Many fans enjoy the opportunity to own various editions of their favorite artist’s albums. The New York Times interviewed one collector, Tylor Hammers, who spent about $1,000 to buy as many of Swift’s album variants as he could. On social media sites like TikTok, a simple search yields scores of videos of fans showing off their extensive collections.

However, not everyone is happy with the phenomenon. Some fans took to social media to share their criticisms regarding artists’ never-ending album editions.

“Just saw a tweet asking why ppl complain about bonus tracks being limited to different vinyl variants. Maybe because it’s wasteful capitalism & causes overconsumption all for the sole purpose of sales farming?” X user @luimacronne said.

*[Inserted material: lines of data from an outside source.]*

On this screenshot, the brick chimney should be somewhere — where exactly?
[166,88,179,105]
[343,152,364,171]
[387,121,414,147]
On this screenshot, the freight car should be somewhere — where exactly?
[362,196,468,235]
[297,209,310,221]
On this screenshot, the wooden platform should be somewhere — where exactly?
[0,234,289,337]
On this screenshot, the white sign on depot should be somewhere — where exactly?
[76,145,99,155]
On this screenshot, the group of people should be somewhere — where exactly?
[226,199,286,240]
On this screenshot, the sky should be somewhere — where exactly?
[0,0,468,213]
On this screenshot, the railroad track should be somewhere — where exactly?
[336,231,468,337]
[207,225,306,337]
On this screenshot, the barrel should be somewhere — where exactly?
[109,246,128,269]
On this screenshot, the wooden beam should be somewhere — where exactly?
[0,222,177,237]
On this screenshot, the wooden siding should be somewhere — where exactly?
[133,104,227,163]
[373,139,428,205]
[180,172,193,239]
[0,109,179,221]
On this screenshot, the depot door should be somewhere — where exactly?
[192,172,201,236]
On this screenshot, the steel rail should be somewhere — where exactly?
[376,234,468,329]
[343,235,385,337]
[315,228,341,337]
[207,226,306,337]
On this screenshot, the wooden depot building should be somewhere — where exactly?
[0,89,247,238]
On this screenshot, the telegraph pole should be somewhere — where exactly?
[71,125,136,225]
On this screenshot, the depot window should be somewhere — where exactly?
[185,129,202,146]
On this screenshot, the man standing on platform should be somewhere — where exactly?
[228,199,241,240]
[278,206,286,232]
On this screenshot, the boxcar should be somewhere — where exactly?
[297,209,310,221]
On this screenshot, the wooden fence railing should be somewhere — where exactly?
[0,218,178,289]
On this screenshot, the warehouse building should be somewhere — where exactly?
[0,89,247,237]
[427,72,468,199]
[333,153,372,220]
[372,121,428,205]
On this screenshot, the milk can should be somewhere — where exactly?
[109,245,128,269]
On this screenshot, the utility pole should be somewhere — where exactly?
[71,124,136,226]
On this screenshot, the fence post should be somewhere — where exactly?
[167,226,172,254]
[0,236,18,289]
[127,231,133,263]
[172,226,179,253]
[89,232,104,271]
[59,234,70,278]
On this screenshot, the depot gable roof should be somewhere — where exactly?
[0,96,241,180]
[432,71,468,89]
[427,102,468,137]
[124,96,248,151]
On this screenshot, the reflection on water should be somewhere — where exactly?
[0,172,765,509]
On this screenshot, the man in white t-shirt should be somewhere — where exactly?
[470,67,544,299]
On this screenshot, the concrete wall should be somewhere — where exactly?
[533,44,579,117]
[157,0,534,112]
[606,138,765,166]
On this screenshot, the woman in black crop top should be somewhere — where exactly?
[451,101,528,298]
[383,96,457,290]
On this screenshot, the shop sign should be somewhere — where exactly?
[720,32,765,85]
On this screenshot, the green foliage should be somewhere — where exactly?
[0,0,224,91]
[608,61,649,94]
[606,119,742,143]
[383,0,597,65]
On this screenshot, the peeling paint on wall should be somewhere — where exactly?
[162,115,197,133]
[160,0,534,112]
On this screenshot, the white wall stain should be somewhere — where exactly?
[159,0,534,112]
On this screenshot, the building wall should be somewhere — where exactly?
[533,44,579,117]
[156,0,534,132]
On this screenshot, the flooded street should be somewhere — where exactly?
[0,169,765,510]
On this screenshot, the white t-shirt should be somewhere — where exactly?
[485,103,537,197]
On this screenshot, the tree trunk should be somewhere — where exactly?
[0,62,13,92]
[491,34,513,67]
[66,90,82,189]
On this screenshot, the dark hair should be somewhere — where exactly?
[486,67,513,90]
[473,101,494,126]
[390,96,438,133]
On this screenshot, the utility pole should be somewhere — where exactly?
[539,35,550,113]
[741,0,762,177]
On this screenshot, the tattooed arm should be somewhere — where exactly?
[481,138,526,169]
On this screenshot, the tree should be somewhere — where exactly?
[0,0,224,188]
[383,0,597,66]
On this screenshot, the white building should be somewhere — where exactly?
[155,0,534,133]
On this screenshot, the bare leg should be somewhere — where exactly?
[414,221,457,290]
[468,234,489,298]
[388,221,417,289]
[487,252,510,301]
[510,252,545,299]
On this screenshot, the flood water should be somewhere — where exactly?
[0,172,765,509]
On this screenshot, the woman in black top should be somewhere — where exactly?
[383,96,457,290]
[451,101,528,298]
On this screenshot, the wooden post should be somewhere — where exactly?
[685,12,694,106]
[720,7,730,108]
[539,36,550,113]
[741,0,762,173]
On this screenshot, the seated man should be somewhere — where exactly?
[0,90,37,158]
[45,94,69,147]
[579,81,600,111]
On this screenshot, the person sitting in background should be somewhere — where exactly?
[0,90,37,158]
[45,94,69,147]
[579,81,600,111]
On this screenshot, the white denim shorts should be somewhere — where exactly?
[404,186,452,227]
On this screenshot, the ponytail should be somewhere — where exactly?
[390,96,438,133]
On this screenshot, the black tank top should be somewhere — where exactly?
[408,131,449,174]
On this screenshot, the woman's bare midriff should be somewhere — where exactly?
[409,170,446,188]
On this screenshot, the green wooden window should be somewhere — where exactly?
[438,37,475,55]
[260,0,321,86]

Responses to these criticisms of Swift often include reminders that plenty of other artists release vinyl variants, too.

“When other artists [release] different variants of vinyl for the same song [it] is not a problem but dare Taylor Swift [have] more than one variant each with a NEW song she’s a capitalist,” X user @swiftshaze_ said.

While it is true that other artists also release multiple editions of their albums, the participation of more musicians only makes the issue of overconsumption even worse. No matter the artist, vinyl variants create a demand for continual production and purchasing.

On Hammers’ Instagram page, he catalogs the vinyl variants released by different artists, including Swift, Olivia Rodrigo, and Ariana Grande.

Separate from these artists, Eilish discussed her personal dedication to sustainability and her efforts to make environmentally-friendly options standard in the music industry, according to Billboard.

“It was kind of alarming to find that no one’s really doing anything to better the world,” Eilish said. “These giant companies are not even doing anything when they have so much more power.”

Nevertheless, Eilish is dedicated to promoting environmental consciousness to her fans through statements and the way she chooses to produce her vinyls.

“Artists can cast a giant shadow of influence…you’re not perfect, but you are influencing many, many, many people to do better,” Eilish said.

Photo courtesy of Wikimedia Commons.

Photo Caption: Eilish recently responded to the overconsumption found within the vinyl variant trend.